Deep fat frying is amazing for evenly cooking some food and giving it a satisfyingly crunchy texture. It is how french fries are cooked and can also be a great way to make insanely crunchy chicken strips.

Types of meat cooking: 2 basic techniques of cooking meat

Moist Heat Cooking

Moist heat might sound like a weird title for a method for cooking meat; however, moist heat cooking methods are very reliable and easy. They also help flavor your meat a lot more evenly and intensely. One of the moist head cooking methods can also leave you with a byproduct known as ‘meat stock,’ which can be saved and used as an ingredient in any future dish that cools for it.

Braising

Braising is where meat is cooked in an environment where steam is trapped and held so that it cooks the meat. This is easily done by wrapping meat in foil wrap and adding a tablespoon of water to it. The source of the steam can either be water or any other liquid added to the meat. A juicier type of meat may have no additives and can be braised in its own juices.

This is a great way to evenly cook a less tender cut of meat and is great for ensuring raw meat is thoroughly cooked.

Cooking in Liquid

While the dry heat cooking method is mostly keeping food away from a direct heat source, the moist heat method brings the heat source a bit closer to the meat. Cooking in liquid is more commonly known as stewing, simmering, or poaching.

This method is done by covering a cut of meat with water or a liquid and simmering it in a kettle or pot until the meat is tender and well done. Tender cuts of meat can be used here but may come out overly tender and might break apart easily.

Simmering is done with whole cuts of meat, so it is great for cooking poultry, whereas stewing is more effective with small or thin pieces of meat.

Which Meat Is Best For Moist Heat Cooking?

Not all meat cooking methods are appropriate for any type of meat. Ground beef can be used in a lot of the methods, such as pan-frying. However, if ground beef was to be used in deep-fat frying, it would not turn out very well as the pieces are so thin and small.

The best meats for moist heat methods are the less tender cuts of meat. This is because the moist heat helps break down any of the tough connective tissue inside the meat. Alongside this, it will also help add moisture to the meat and cook the meat very evenly.

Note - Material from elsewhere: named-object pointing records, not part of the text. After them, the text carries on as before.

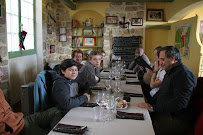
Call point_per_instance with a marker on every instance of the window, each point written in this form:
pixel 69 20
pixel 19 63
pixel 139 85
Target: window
pixel 20 13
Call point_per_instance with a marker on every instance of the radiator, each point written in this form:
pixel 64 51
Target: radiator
pixel 27 100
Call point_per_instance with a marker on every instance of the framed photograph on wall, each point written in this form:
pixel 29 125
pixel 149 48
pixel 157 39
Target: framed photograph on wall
pixel 0 11
pixel 89 41
pixel 63 38
pixel 155 15
pixel 52 48
pixel 111 19
pixel 62 30
pixel 137 21
pixel 87 32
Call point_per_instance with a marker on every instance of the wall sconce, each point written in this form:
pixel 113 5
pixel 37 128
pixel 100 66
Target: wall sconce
pixel 124 24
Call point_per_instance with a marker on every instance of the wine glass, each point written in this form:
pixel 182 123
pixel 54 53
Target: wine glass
pixel 100 100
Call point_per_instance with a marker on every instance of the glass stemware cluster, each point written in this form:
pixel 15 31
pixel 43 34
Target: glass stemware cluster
pixel 108 98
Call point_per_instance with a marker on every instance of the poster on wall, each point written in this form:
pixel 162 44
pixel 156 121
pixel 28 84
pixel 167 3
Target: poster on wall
pixel 182 39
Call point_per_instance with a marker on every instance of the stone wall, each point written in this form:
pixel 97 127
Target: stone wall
pixel 128 10
pixel 3 48
pixel 56 15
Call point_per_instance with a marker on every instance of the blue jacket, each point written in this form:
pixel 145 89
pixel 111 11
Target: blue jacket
pixel 65 94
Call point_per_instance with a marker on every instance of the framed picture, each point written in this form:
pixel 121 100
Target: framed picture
pixel 52 48
pixel 89 41
pixel 87 32
pixel 62 38
pixel 49 29
pixel 62 30
pixel 137 21
pixel 111 19
pixel 155 15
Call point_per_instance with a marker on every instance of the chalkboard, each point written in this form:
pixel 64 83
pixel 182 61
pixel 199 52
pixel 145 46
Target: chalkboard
pixel 125 47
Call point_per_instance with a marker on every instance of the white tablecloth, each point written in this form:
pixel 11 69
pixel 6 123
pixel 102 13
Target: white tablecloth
pixel 83 116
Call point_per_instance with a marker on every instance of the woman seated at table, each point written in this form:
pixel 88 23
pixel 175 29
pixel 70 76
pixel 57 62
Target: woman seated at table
pixel 66 91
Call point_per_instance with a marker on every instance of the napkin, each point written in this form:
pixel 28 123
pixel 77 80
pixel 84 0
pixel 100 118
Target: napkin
pixel 97 88
pixel 132 94
pixel 125 115
pixel 134 83
pixel 70 129
pixel 89 105
pixel 131 76
pixel 126 72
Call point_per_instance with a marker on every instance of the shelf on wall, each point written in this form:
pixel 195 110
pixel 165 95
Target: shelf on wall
pixel 167 27
pixel 88 27
pixel 87 46
pixel 86 36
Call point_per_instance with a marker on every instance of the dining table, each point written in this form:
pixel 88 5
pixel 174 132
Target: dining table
pixel 83 116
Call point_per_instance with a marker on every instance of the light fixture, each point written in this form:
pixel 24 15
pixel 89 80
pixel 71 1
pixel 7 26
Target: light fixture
pixel 124 24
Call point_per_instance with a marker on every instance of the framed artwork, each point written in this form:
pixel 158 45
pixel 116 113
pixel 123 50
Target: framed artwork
pixel 111 19
pixel 62 30
pixel 89 41
pixel 49 29
pixel 62 38
pixel 87 32
pixel 0 11
pixel 137 21
pixel 52 48
pixel 155 15
pixel 62 34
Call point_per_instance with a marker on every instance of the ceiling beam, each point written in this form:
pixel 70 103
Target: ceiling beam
pixel 123 0
pixel 69 4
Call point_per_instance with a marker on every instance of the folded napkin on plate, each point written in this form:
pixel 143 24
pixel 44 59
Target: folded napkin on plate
pixel 89 105
pixel 131 76
pixel 125 115
pixel 135 83
pixel 129 72
pixel 104 77
pixel 97 88
pixel 132 94
pixel 70 129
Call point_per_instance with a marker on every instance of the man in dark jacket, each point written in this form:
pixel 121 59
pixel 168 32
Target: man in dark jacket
pixel 172 111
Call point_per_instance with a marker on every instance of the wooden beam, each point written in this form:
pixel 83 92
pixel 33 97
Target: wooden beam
pixel 123 0
pixel 69 4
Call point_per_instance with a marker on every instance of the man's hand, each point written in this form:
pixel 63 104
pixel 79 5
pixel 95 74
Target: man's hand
pixel 145 106
pixel 88 96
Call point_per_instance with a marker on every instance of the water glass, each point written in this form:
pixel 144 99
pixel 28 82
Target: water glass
pixel 100 99
pixel 98 113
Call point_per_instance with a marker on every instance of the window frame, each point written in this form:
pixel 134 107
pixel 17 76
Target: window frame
pixel 22 52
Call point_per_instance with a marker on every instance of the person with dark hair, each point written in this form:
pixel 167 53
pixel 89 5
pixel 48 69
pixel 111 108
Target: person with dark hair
pixel 153 78
pixel 173 111
pixel 77 56
pixel 133 65
pixel 16 124
pixel 66 92
pixel 89 74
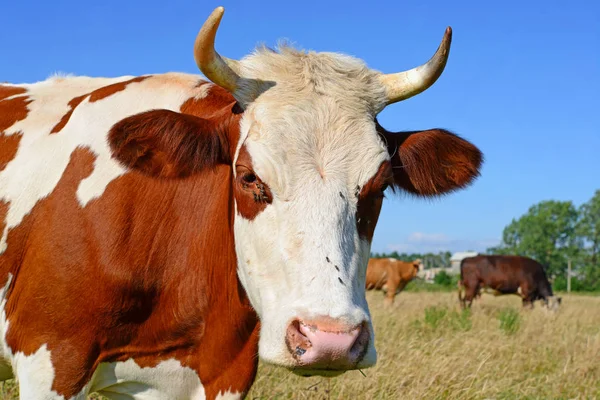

More tender cuts of meat are not in need of additional moisture and are usually cooked quickly with dry heat instead of being cooked for a long time with moist heat.

If you are not sure how to know if your meat is tender or not, there are a few variables that determine the tenderness of the meat. These are;

  • Where on the animal the meat is cut from
  • The amount of marbling
  • The age of the animal when it was slaughtered
  • If the meat was properly stored
  • How the meat was prepared before being sold
Types of meat cooking: 2 basic techniques of cooking meat

FAQs on Meat Cooking Methods

What are the 7 types of meat cookery?

The main seven types of meat cooking methods are roasting, broiling, pan-broiling, pan-frying, stir-frying, grilling, braising, and cooking in liquid.

What are the different types of meat?

There are three main types or categories that meat is placed into. These are red meat, poultry, and seafood. Poultry is also known as white meat and contains mostly chickens and turkeys. Red meat is pork, beef, goat, and lamb, Seafood is fish and crustaceans.